When Sue Gillard, a nurse at the local Jefferson County hospital in Port Townsend, who had already told her real life story to the camera for "Curse," heard her husband Steve's report about being in additional scenes (he'd acted in several the previous day), she was jealous. Sue had become increasingly active in theatrical productions around town and wanted to be more involved in anything regarding performance. "Why Steve (not really the theatrical type...) and not me," she wondered aloud. She didn't know that the scenes shot had established a direct link between Steve and Marie, and that the whole production was moving inexorably toward her, the "wife" character. At some point in the afternoon on Day-3, Rick asked his production assistant to call Sue and tell her they were coming to shoot at her house. "When are they getting here?" Sue asked. When she was told, "They're on their way now," she flew into a panic. Her house was a mess, she wanted to straighten up, do the dishes... As it turned out, the climactic scene at the Gillards' house is a tour de force of spontaneity. Sue and her daughter Jessica were caught completely off guard by the arrival of "Marie," who, in front of a chagrined Steve, confronts the household with the fact of their plans to run off to Thailand together. Of course with their improvisational backgrounds (Jessica had been in high school acting workshops and her mother had been involved in several local theatrical productions), the real women of Steve's household performed their roles of outrage perfectly, enacting what it would be like to lose a father and husband in this dramatic way.
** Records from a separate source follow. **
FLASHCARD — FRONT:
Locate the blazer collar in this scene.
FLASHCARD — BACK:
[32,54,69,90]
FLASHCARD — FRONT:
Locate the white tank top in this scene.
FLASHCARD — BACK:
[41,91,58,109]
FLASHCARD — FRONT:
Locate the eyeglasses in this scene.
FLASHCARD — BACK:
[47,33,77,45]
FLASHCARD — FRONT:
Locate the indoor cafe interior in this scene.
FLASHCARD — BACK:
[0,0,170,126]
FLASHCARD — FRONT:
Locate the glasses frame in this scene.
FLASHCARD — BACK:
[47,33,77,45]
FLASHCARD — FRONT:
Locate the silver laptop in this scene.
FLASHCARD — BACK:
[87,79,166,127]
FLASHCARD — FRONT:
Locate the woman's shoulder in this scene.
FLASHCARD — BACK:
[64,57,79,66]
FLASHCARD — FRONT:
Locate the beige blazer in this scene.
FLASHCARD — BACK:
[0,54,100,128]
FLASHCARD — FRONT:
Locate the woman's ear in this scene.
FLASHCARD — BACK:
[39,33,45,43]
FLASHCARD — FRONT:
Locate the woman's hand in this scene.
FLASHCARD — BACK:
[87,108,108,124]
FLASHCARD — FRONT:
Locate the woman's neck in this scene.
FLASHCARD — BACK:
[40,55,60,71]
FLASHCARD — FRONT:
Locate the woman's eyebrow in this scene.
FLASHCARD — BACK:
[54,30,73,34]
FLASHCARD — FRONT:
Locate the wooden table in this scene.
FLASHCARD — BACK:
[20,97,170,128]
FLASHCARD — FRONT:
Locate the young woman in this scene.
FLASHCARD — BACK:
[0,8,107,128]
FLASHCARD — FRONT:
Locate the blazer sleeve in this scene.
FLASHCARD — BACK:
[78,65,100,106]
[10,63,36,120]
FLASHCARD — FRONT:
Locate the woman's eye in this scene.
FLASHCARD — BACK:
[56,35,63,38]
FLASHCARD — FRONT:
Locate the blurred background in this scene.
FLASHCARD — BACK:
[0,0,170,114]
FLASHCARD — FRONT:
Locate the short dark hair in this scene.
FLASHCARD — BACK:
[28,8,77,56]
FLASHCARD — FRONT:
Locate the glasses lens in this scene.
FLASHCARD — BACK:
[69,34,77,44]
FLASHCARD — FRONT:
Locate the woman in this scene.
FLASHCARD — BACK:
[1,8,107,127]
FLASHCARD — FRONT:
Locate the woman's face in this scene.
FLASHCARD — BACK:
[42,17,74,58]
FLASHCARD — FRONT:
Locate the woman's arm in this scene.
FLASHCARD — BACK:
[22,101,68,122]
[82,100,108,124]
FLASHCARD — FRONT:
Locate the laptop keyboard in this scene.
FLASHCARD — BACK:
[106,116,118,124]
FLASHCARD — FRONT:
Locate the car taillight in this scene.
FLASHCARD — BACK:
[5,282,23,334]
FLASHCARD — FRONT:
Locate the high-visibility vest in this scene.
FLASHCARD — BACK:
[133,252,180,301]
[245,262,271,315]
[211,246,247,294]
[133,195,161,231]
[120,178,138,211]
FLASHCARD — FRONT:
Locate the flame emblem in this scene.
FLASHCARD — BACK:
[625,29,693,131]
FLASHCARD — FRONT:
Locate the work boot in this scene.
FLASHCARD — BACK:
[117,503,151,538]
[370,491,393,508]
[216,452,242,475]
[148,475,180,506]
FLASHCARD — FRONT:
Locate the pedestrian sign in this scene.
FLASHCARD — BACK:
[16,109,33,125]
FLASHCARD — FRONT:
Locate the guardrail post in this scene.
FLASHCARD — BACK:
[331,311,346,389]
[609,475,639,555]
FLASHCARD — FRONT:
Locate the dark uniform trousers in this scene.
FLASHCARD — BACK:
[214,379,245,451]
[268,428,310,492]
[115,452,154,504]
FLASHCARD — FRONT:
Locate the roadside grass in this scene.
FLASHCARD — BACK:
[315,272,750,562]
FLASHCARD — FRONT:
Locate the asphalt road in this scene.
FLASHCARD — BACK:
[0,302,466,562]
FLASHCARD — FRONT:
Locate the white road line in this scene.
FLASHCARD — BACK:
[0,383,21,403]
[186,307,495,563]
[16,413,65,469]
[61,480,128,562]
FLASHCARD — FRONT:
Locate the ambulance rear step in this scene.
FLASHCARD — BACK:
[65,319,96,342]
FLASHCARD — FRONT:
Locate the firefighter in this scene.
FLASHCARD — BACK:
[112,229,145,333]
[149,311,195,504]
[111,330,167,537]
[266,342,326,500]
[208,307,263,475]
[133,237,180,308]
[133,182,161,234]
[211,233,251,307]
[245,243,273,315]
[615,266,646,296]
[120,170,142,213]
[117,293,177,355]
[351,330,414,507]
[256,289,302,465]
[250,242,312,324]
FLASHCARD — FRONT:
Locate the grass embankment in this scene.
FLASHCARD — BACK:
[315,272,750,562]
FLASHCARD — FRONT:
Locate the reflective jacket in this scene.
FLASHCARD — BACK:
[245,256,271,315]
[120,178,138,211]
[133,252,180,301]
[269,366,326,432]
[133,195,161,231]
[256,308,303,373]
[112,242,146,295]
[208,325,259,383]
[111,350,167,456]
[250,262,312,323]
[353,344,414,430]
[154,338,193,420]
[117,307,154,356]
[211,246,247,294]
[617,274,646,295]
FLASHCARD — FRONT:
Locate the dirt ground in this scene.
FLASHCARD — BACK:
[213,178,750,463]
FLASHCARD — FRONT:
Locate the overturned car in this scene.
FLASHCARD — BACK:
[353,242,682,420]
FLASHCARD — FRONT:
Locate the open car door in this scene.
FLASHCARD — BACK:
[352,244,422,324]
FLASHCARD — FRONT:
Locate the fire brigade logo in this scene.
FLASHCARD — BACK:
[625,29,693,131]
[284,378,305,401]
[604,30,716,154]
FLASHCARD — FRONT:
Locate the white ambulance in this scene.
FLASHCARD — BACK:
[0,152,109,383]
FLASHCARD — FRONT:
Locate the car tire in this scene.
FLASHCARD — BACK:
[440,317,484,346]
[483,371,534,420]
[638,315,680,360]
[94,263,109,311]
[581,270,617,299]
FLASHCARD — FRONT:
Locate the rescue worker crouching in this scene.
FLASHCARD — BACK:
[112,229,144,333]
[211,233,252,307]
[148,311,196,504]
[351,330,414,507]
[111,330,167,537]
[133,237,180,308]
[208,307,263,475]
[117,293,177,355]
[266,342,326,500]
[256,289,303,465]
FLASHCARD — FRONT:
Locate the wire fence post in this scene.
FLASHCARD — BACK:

"It's always safer to let actors know as little as possible beforehand," Rick asserts. All the performers in Chetzemoka's Curse displayed an amazing ability to improvise on the barest suggestion and without knowing the direction a scene would take. Rick and Morgan have a knack of making people feel safe enough in front of the camera, so that they are able to accept its presence and reveal their innermost feelings. As a director, Rick has an uncanny sense of what to say to prompt them to reach deeper and when its appropriate to take this step. A gifted cinematographer himself, Rick has gradually turned over the shooting to son Morgan . A wise move - Morgan's intuitive camerawork makes it look simple to shoot these unrehearsed scenes on the fly, which are, to say the least, unpredictable. Recently, San Francisco DP Lloyd Francis has helped Rick shoot movies while Morgan is busy as Documentarian at Skywalker Ranch for George Lucas.

After witnessing more than one FW over the years, I have learned a good deal about the technique of Used-Car Prices movie-making, and even more about human nature. In all that time, I don't recall ever seeing anyone turn Rick down when asked to help out in some way, grant the use of a location, appear in a scene, or even tell a true-life story close-up and personal, right to the camera. And if anyone makes the mistake of thinking "Hollywood," and tries to exploit the situation or fears being taken advantage of, they usually relax when Rick explains he is doing this crazy, illogical thing, making a "no-budget" movie not for money at all, but for the sheer love of the art form.